The crystalline size obtained by Williamson–Hall and Scherrer method for different manganese doping concentrations
The variation of internal strain for our samples
Figure 6a shows TEM image of Mn doped ZnO nanopowders. It is shown that very small particles of ZnO:Mn are present in this powder as prepared in the first step. The crystallites present a very similar prismatic shape with a narrow particle size distribution. The majority of ZnO particles present in this powder have a size of about 35 nm, in a good agreement with the particle sizes deduced from XRD spectra [18, 25]. Energy dispersive spectroscopy (EDX) analysis (Fig. 6b) confirms the presence of Mn, Zn and O elements.
a Typical TEM photograph showing the general morphology of ZnO:Mn nanoparticles and b EDX analysis of ZnO:Mn nanoparticles
Figure 7a represents the M–H curves at RT for the Mn-doped ZnO samples with different Mn concentrations. The curves show that there is a ferromagnetic component superimposed on strong diamagnetic and paramagnetic backgrounds (Fig. 7a). After subtraction of the diamagnetic contribution (inset Fig. 7b), the ferromagnetism hysteresis curve is clearly observed for the samples (Fig. 7b). The magnetic parameters deduced after subtraction of diamagnetic contribution are summarized in Table 1. The highest saturation magnetization (Ms) value (0.00254 emu/g) is obtained for 1 % Mn concentration and decreases with increasing Mn concentration except for 5 % Mn concentration. This decrease of the saturation magnetization with increasing Mn concentration can be attributed to the possible antiferromagnetism order between nearest neighbor of Mn–Mn atoms. Decreased Mn–Mn distance due to the increase of number of Mn atoms will lead to antiferromagnetic exchanges [23]. The decreases in the saturation can be also explained by the largest paramagnetic contribution for high Mn concentration. May be there are also some isolated Mn atoms which are paramagnetic in nature and that increases the paramagnetic contribution for increasing concentration. Similar behavior and magnetization values for Mn-doped ZnO for comparable concentration have been reported in the literature [32, 34, 35]. On the other hand, the coercive field decreases with increasing concentration (Fig. 8). Our result is similar with others reports where MS and Hc changes have the same behavior [36–38]. Chattopadhyay et al. [39]. reported opposite trends of MS and Hc for similar Mn concentrations. They claimed that such behavior is characteristic of soft ferromagnetic but they consider also that both behaviors can be explained by defects.

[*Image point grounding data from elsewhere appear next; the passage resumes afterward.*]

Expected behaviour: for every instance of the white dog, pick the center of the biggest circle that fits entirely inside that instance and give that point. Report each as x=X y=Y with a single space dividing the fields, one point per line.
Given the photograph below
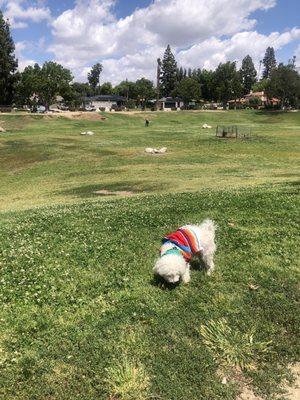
x=180 y=247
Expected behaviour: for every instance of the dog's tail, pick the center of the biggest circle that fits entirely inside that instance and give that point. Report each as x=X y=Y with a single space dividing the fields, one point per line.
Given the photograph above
x=209 y=224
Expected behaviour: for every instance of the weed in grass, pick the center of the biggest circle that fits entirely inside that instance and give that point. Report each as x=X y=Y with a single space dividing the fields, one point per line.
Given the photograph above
x=127 y=380
x=232 y=348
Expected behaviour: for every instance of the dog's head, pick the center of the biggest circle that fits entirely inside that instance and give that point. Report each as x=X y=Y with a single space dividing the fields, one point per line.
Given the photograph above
x=171 y=267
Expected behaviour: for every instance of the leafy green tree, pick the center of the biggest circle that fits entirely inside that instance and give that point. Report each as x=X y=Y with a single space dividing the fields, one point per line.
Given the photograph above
x=145 y=91
x=269 y=62
x=8 y=63
x=188 y=89
x=43 y=84
x=169 y=72
x=94 y=76
x=207 y=82
x=284 y=84
x=126 y=89
x=106 y=89
x=260 y=86
x=248 y=74
x=179 y=74
x=227 y=82
x=54 y=80
x=28 y=86
x=196 y=74
x=75 y=97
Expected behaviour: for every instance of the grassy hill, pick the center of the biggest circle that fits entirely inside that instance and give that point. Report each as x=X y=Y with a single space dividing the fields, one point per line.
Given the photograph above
x=82 y=316
x=46 y=161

Field dependent M–H curves at 300 K a as measured and b after subtraction of diamagnetic contribution
Variation with Mn concentration for saturation magnetization and coercive field
Figure 9 shows the temperature-dependent magnetization (M–T) of zero-field-cooled (ZFC) at an applied uniform external field of 99.93 Oe and temperature range of 0–300 K for ZnO:Mn3 % and ZnO:Mn4 % samples. Small bifurcation has been observed up to 75 K for (M–T) curves. Notice that the shape of (M–T) curve (Fig. 9) is the same for both ZnO:Mn3 % and ZnO:Mn4 % samples. As shown by temperature-dependent magnetization curve of our samples, the magnetization decreases with increase of temperature. An abrupt decrease in magnetization values, which can be associated to magnetic phase change. The observations of the hystersis loop and the abrupt decrease in magnetization indicate that a ferromagnetic phase with a Curie temperature above RT presents in our samples. The peak in both (M–T) curves indicates a transition at temperature around 26 K. This transition may be associated with the Mn induced defect incorporation in the system. It has been confirmed from XRD measurements that Mn related defect states increases with increase of Mn content.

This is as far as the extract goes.